All Work and No Play is Not the Way to Motivate Restaurant Staff
Your staff is a team and the idea is to make sure that they view themselves as part of a whole. Build your team with group outings that include a fun activity somewhere other than in the workplace. Offer a back room where workers can rest and unwind during their breaks, maybe with a TV or a pool table. With a chance to have fun occasionally – on the owner’s tab – they’ll take their work more seriously. Then, when they’re in the restaurant, they will have a renewed sense of purpose and a higher level of enthusiasm. Any step you take to boost their happiness and job satisfaction – even off the premises – will go a long way to showing that you care about them and will encourage them to stay in your employ with top-flight job performance.
Feed Your Restaurant Staff
This may seem counterproductive (what restaurant gives away free food??) but a well-fed staff is a happy staff. Do you really want them running to grab a burger during their lunch break rather than enjoying the food that you want them to promote and sell? Food is an amazing motivator and by providing them with the food that they are serving you will keep their spirits boosted, their morale high, and their stomachs sated.

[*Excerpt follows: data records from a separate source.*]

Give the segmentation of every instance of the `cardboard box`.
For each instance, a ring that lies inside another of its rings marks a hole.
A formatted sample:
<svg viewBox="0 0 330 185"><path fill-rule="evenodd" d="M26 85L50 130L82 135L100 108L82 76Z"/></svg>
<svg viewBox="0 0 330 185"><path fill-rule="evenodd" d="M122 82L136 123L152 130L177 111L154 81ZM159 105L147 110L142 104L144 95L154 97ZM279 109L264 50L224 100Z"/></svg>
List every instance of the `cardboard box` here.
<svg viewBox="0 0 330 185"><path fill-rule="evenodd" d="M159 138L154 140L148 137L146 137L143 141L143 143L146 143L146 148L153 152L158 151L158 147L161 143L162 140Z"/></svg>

Give Your Restaurant Employees a Voice
The trick to inspiring and motivating restaurant staff is for them to feel like they are more than just a cog in a wheel; rather, they are an important and indispensable part of a process. Consult with them, listen to their opinions and involve them in decisions that affect the restaurant. If they have been working for you for a while, you will be surprised at how much they have learned along the way and how valuable their opinion can be. Having open lines of communication with your staff allows them to freely share their ideas on how their section – or even other areas – of the business can be improved. Be flexible with their hours, according to their availability, give your staff latitude in trading shifts and coordinating hours independently. Your trust in their abilities, their experience, and their honesty will stimulate the type of behavior that you need and want in a staff that you can rely on.
Create a Supportive Atmosphere for Your Restaurant Staff
Although for many workers, a job is just a way to afford “real life,” happiness in the workplace can lead to more job satisfaction, which in turn can help an employee view a job as more than just a way to make money. Keep the yelling and punishing to a minimum; emphasize the positive over the negative; and listen to your employees with an open mind. Creating a fair and supportive work atmosphere that is stress-free (for the most part) and secure is a good way to keep your restaurant staff both stimulated and relaxed at the same time.
Final Words on a Well-Motivated Restaurant Staff
The National Restaurant Association emphasizes that motivating and encouraging restaurant employees is vital – for you, your business, your staff, and your customers. The restaurant industry is competitive and keeping a satisfied and motivated staff is critical in today’s challenging economy. In the long run, everyone wins. With a happy staff, you and your restaurant have a much – much! – better chance of success.